Easy chicken mushroom quesadillas. Quesadillas have been adapted to many different styles. In the United States, many restaurants serve them as appetizers, after adding their own twist. Some variations are: goat cheese, black beans, spinach, zucchini, or tofu. A Scandinavian treat uses a lefse (thin potato pancake resembling a tortilla) containing brie cheese and lingonberry jam.
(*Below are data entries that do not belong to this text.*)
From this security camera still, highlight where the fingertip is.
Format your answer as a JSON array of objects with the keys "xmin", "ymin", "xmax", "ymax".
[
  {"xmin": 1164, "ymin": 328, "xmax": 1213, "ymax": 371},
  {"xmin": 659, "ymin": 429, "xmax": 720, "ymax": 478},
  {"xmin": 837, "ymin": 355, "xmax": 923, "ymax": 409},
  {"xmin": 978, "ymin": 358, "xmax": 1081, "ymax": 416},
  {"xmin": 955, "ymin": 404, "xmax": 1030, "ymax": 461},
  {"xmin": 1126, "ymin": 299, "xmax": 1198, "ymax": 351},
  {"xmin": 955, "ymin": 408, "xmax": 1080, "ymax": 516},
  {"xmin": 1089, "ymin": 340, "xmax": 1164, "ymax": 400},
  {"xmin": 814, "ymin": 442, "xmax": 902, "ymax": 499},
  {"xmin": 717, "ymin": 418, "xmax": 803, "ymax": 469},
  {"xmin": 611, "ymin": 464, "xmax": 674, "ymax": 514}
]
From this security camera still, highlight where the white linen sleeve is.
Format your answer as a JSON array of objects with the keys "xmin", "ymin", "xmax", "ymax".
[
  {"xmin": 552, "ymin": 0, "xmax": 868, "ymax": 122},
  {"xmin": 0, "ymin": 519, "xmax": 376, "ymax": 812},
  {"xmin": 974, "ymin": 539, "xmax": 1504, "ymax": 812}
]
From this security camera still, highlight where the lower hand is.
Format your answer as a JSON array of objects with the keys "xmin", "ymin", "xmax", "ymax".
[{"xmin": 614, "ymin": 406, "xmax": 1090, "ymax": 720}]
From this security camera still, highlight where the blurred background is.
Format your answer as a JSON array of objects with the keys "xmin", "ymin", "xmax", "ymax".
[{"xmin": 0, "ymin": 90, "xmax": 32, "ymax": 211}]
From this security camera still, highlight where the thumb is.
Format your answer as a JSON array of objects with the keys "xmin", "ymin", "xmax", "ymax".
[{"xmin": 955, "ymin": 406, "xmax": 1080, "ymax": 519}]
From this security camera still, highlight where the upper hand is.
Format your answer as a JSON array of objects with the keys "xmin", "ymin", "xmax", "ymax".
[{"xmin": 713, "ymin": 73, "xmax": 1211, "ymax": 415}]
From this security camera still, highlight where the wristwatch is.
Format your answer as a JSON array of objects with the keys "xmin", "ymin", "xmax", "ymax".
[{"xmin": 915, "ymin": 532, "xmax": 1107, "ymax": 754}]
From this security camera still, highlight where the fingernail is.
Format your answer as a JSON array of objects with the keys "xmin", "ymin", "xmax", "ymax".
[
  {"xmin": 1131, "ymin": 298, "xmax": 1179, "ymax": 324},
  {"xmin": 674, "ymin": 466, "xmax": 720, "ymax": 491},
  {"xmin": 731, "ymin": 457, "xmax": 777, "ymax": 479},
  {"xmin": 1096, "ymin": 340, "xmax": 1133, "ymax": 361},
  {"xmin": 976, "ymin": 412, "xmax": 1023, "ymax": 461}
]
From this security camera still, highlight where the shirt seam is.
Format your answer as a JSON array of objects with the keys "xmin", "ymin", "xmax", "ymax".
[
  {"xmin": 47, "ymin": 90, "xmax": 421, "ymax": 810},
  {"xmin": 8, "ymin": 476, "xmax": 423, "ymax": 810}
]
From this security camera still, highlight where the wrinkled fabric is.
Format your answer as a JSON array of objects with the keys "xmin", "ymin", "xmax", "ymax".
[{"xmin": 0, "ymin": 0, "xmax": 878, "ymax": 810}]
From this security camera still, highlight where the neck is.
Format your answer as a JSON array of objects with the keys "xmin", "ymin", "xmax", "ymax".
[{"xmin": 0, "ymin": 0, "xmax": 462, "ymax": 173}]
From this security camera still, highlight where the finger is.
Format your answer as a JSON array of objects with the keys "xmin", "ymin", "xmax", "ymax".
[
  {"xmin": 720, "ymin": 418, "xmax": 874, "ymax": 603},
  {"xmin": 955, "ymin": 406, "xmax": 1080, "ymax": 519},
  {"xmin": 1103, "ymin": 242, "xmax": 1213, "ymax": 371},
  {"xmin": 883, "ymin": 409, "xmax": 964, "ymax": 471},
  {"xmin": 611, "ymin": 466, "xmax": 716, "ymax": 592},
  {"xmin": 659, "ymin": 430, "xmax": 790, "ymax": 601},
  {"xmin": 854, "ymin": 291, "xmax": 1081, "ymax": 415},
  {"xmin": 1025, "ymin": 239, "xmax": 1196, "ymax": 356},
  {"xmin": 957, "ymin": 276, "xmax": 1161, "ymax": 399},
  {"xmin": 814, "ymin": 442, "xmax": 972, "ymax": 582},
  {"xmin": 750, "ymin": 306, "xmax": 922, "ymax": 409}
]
Even dessert quesadillas are made, using ingredients such as chocolate, butterscotch, caramel, and different fruits.
Easy Chicken Mushroom Quesadillas
- Rapeseed oil – 1 tbsp
- Large onion – 1 chopped
- White button mushrooms – 230 gm
- Crushed garlic – 3 cloves
- Cooked chicken breast – (1 breast half) chopped
- Ground cumin – 1 tsp
- Chilli powder – 1 tsp
- Dried oregano – 1 tsp
- Baby spinach leaves – 60 gm roughly chopped
- Salt – 1/2 tsp
- Fresh ground black pepper – 1/4 tsp
- Whole-grain flour tortillas – 4
- Grated cheddar cheese – 80 gm
- Salsa – 120 ml
- Reduced-fat sour cream – 60 ml
- Heat up oil in a large frying-pan over a medium heat.
- Then add onions, mushrooms and cook until the mushroom water is evaporated and they begin to brown, 5 to 7 minutes.
- Then add garlic and cook for one minute more.
- Now add chicken, cumin, chili powder and oregano, stir until all spices are incorporated.
- Add spinach, salt and pepper, cook until spinach softens, about two minutes.
- Lay one tortilla on a flat work surface and sprinkle with 20g cheddar cheese.
- Spoon half the chicken and vegetable mixture on top of cheese, then top with an additional 20g cheese.
- Top with another flour tortilla.
- Heat a large nonstick frying-pan with cooking spray over medium heat.
- Carefully place 1 quesadilla in pan and cook for three minutes.
- Using a large spatula, gently flip quesadilla and cook for an additional three minutes until lightly browned and cheese is melted.
- Repeat with second quesadilla. Slice each quesadilla into quarters.
- Place two quarters on a plate with 1 tbsp sour cream and 2 tbsp salsa.